Japan wanted permission to start whaling activities off of their coast in a more official manner than the current means of hunting whales for food under the guise of scientific research. This proposal was denied and Japan responded by threatening to drop out of the organization altogether.
The story with Denmark was quite similar. Despite the fact that it has already been determined that they have a high enough quota to fulfill their native population’s traditional whaling needs in Greenland and the rather unsavory revelation that much of that quota was ending up in restaurants and grocery stores illegally, they still requested more. They were denied, of course, and their representative followed suit with Japan in threatening to drop out of the IWC.

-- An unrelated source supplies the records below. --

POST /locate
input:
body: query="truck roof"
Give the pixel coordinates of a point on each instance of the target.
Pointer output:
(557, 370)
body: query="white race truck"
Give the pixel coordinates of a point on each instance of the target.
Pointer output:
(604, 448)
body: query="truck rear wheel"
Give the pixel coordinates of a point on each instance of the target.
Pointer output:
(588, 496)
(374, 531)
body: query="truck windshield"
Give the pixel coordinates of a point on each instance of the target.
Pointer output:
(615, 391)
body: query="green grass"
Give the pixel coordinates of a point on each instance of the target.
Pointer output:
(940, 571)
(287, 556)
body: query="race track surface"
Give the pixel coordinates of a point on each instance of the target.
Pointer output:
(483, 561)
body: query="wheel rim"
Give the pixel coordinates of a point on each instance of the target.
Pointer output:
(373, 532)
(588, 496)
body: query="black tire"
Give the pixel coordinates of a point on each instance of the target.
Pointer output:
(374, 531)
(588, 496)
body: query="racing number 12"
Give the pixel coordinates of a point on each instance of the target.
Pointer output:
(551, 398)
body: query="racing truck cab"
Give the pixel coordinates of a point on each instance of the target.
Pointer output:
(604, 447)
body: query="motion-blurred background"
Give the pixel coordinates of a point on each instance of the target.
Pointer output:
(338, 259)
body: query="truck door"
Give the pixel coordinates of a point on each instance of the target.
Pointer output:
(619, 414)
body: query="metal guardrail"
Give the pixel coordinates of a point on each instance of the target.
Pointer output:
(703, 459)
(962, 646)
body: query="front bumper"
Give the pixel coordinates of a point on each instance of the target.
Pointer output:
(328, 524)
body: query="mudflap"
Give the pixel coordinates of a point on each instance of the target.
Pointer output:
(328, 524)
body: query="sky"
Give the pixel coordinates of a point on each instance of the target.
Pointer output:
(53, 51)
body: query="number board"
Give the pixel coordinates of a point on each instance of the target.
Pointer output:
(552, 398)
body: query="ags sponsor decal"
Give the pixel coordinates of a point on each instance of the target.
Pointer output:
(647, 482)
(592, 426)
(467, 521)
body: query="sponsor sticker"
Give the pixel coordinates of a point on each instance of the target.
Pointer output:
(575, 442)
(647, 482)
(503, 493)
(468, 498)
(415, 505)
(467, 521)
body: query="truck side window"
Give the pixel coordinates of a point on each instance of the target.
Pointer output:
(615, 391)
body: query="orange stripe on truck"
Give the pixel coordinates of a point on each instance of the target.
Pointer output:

On the other side of the coin, Monaco was actually pushing for increased protections. Unfortunately, they were unable to gather enough popular support and so their proposal failed. They were about as pleased with the result as Japan and Denmark and threatened to take the matter to the United Nations. Alaska, Russia and the Caribbean had an easier time of it and got their rather small quotas renewed for another six years.
One of the biggest sources of tension at the meeting, that of South Korea’s request for their own “scientific research” quotas, proved to be easier than the others. As it turns out, South Korea has opted to drop their whaling plans and no judgment was needed. The end result was mostly success for the IWC, and even if no progress toward further protections was made, at least no steps backward were taken.